Single coil pickups have a very distinctive sound which is very bright and clear, which is great for many applications, especially when it comes to genres like rock, blues, and jazz. One of the reasons why they are suitable for heavier genres, such as metal, is because they have lower output, and therefore aren’t able to produce as much distortion as humbucker pickups. They work best if they are played at lower gain. Another tradeoff is their ability to pick up on electromagnetic radiation from their environment, much like an antenna. Computer screens, outdoor lighting, and even wiring can cause single-coil pickups to produce hum.

Humbucker Pickups

Example of a humbucker guitar pickup

Another brilliant move by Ted McCarty was to assign Gibson engineers with a job of designing pickups that would be less prone to capturing electromagnetic radiation and hum. In 1995, they came up with pickups that used two coils of wire instead of one which was capable of canceling, or “bucking” the hums, hence the name humbuckers.

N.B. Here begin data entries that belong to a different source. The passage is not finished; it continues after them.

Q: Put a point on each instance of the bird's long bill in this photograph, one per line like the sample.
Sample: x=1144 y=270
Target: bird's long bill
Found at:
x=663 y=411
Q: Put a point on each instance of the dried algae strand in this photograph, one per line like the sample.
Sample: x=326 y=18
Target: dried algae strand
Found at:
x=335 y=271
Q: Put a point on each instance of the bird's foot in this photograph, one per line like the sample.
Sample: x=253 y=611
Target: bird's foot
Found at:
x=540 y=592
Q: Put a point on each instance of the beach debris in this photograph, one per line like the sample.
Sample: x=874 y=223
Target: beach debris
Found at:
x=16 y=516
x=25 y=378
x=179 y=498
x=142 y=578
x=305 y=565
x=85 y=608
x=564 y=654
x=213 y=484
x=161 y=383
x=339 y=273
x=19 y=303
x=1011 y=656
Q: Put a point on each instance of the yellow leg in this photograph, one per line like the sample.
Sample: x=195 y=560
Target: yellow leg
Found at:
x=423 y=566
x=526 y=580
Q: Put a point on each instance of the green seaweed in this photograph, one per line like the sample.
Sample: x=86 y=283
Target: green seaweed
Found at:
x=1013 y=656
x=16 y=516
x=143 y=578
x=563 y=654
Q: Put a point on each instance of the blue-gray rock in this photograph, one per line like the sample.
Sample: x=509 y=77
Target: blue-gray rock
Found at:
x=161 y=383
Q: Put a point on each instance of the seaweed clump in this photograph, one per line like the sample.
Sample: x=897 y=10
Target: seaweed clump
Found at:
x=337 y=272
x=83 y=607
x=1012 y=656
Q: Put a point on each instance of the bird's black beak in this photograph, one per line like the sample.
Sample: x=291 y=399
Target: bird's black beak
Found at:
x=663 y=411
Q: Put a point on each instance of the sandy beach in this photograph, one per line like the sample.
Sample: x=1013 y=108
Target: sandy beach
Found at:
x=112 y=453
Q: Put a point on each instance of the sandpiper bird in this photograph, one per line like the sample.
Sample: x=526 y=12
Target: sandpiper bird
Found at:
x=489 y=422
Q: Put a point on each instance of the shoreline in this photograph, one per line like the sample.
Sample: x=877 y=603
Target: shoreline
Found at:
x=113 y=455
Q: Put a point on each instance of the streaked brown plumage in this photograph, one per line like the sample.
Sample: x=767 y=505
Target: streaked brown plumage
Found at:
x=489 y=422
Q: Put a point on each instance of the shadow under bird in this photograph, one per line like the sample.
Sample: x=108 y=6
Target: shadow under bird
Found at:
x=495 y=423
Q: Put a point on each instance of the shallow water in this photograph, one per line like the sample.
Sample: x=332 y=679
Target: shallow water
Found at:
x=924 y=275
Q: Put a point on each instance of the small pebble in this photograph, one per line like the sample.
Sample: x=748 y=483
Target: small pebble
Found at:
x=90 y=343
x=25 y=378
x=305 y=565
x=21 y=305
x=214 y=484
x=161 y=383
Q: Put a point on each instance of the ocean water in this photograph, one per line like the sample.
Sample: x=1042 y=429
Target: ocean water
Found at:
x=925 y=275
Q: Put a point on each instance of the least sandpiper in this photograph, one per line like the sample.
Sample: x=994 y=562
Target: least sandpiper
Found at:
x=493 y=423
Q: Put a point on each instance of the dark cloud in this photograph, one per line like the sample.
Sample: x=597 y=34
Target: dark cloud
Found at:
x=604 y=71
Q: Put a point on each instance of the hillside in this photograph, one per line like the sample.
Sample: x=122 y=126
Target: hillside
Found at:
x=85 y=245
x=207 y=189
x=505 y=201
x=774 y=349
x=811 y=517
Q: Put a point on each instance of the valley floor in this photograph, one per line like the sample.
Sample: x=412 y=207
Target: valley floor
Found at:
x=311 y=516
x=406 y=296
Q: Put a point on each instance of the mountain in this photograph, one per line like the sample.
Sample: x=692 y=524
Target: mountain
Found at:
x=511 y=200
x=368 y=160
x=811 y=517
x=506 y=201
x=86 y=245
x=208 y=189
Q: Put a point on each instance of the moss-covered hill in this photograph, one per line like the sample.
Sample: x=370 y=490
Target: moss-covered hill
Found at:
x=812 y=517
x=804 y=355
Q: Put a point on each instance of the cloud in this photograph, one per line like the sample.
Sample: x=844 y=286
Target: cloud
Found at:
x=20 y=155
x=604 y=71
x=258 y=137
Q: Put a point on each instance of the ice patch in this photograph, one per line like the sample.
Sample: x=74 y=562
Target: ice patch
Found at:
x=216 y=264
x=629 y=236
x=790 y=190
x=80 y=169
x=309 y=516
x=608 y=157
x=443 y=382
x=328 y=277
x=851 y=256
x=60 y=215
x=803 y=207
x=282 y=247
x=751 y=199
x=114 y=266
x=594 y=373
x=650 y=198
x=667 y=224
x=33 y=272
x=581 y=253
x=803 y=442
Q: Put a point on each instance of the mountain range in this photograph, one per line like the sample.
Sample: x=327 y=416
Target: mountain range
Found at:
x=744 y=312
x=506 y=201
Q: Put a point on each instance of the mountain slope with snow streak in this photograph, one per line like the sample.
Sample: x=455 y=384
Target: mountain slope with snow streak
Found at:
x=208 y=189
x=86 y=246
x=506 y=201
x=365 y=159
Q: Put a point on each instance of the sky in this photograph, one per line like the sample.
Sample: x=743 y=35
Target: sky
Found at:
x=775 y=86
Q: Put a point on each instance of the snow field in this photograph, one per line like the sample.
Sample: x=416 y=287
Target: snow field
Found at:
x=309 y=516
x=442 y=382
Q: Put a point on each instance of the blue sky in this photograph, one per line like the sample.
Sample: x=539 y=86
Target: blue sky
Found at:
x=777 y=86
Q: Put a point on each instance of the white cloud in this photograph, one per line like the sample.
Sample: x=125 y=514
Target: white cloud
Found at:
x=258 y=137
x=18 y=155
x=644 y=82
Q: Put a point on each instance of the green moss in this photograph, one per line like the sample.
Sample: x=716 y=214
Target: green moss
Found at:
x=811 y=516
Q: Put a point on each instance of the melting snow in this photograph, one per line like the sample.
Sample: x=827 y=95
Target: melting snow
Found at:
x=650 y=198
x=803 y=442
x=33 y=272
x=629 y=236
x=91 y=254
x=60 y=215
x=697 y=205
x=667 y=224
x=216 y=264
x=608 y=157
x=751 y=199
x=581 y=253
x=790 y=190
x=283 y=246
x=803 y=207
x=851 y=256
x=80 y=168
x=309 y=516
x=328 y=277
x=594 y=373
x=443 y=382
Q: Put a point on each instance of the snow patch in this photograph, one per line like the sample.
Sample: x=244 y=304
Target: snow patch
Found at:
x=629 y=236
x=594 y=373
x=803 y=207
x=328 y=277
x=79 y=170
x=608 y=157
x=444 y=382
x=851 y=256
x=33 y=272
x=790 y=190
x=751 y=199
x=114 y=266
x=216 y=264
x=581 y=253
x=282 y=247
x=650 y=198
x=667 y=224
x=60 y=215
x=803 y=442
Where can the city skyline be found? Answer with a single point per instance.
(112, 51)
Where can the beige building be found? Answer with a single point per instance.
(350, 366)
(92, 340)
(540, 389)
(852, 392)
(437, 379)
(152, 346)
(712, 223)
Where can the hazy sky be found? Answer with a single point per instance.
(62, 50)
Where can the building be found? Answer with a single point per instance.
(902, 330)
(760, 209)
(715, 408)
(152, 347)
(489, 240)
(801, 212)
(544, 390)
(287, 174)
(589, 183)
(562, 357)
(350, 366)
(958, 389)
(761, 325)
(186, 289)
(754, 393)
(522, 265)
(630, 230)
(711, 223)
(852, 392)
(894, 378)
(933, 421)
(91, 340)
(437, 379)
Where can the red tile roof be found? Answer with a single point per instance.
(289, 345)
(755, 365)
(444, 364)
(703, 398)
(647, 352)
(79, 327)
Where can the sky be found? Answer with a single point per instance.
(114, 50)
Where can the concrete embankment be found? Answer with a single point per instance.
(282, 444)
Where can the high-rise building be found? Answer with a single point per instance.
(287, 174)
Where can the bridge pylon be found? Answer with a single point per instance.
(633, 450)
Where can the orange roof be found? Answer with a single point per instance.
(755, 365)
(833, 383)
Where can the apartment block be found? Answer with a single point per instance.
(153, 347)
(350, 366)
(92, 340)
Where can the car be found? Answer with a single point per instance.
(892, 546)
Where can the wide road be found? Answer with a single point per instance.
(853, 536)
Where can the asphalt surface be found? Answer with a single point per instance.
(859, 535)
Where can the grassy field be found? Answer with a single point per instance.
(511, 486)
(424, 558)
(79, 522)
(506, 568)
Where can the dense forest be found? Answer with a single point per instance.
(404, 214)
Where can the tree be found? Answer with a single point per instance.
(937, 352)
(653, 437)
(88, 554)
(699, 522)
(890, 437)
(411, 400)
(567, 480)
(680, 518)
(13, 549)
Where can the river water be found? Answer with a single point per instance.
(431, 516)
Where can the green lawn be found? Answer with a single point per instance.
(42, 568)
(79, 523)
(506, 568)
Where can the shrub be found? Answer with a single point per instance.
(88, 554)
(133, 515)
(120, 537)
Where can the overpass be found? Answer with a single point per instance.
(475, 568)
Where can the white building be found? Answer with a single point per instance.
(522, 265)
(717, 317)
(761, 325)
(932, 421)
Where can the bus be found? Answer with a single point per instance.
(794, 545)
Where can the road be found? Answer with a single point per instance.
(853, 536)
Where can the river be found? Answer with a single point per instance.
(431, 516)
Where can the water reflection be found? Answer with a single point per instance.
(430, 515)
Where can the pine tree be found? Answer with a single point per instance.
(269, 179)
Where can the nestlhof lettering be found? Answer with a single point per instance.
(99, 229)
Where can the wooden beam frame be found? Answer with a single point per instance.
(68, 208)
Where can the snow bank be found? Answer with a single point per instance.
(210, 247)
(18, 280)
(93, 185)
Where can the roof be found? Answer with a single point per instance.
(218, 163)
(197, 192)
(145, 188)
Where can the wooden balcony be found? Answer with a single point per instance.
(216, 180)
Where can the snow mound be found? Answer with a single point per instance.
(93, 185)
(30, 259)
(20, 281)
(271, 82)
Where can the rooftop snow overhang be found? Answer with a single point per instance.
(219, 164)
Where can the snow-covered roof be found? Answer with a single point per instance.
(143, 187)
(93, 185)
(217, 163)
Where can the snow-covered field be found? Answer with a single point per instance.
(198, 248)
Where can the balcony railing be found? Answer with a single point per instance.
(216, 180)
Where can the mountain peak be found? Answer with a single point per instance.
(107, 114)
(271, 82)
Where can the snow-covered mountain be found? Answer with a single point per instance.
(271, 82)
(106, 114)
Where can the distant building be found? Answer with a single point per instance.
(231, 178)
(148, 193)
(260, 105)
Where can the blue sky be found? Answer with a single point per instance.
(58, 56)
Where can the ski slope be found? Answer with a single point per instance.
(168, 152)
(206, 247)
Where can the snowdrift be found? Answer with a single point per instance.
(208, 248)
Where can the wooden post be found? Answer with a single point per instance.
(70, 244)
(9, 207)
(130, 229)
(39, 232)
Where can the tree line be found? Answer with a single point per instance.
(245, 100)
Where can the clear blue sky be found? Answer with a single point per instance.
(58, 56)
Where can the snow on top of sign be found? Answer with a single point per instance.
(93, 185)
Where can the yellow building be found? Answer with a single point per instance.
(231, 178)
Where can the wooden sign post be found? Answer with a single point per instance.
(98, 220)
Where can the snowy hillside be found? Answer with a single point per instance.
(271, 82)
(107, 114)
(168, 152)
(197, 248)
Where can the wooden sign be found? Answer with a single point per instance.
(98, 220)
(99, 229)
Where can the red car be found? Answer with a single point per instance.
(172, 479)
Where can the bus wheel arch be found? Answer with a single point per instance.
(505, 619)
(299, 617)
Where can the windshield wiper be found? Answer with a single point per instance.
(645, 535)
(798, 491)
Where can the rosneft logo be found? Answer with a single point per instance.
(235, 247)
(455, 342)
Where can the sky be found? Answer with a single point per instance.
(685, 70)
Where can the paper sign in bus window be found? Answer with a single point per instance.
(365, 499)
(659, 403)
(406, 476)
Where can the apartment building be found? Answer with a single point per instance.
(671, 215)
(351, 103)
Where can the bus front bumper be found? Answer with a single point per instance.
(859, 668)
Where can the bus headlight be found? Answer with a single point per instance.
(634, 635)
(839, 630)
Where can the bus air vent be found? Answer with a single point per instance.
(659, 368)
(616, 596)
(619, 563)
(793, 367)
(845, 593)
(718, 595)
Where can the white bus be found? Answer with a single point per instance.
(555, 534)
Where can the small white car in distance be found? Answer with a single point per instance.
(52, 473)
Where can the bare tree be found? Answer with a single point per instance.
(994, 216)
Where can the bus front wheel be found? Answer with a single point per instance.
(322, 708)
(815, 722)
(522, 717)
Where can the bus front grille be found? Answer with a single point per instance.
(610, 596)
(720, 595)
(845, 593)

Apart from using two coils of wire, humbuckers utilize either two (sets of) magnets or pole pieces that are placed on the opposite ends of a magnet. Things get pretty technical here, but what you need to know is that two wire coils are wound with opposing electrical, as well as magnetic polarity and that each coil carries two signals.

The first signal is the sound that comes from vibrating strings, and the second is the noise that stems from the 60-cycle hum, which is canceled. Humbucker pickups have a higher output which can produce a lot of distortion, and they also sound warm and smooth, which makes them ideal for hard rock and metal but also jazz and blues. Most Gibson guitars, such as the Les Paul, Explorer, Flying V, and the SG, feature two humbucker pickups, although you will also come across Fender Stratocasters and Telecasters which have at least one humbucker pickup. Humbuckers are also used by PRS, ESP, Ibanez, Yamaha, and just about every other guitar manufacturer out there.

P90 Pickups

Example of a P90 guitar pickup

P90 pickups look and sound like the middle ground between single-coil and humbucker pickups. They are somewhere in between in terms of size, and in terms of sound. Their output is higher than that of single-coil pickups but not as high as the output of humbuckers. While they do sound brighter than humbuckers, they are not as clear and transparent as single coils. P90 pickups can be categorized into three different types according to their casing:

Soap Bar Casing

This type of P90s has a rectangular casing that resembles a soap bar. The dots that can be seen on the casing are usually mistaken for pole pieces, but they are actually mounting screws that are placed in between the pole pieces. Fun fact: early Les Pauls had P90 soap bar pickups which were white.

Dog Ear Casing

These come in a variety of colors, and although similar in proportions to soap bar P90s, the dog ear pickups have extensions on both sides, which are there to hold the mounting screws in place. They are usually found on hollow-body guitars, such as the Gibson ES-330. Although they are not as common on solid body guitars, some models, such as the Gibson Les Paul Junior, still have them. Another notable electric guitar to feature dog-ear P90 pickups is the Epiphone Casino.

Humbucker Casing

One of the issues of changing the guitar pickups is the fact that each guitar is routed for a specific type of pickup. This means that, even though you can put a single-coil pickup on a Les Paul, the result will not only look subpar, but it may cause some structural problems. The same goes for P90 pickups if you want to mount them on a guitar which originally had humbuckers since there is a difference in size and shape of both the pickups and the rout. The good news is that you can get the P90 pickups that come in a humbucker-type casing that fits the humbucker route.

And that is all you need to know about electric guitars in order to get started. We hope that this guide has shed some light on a somewhat confusing subject and that it will help you pick out the right guitar for yourself. Good luck!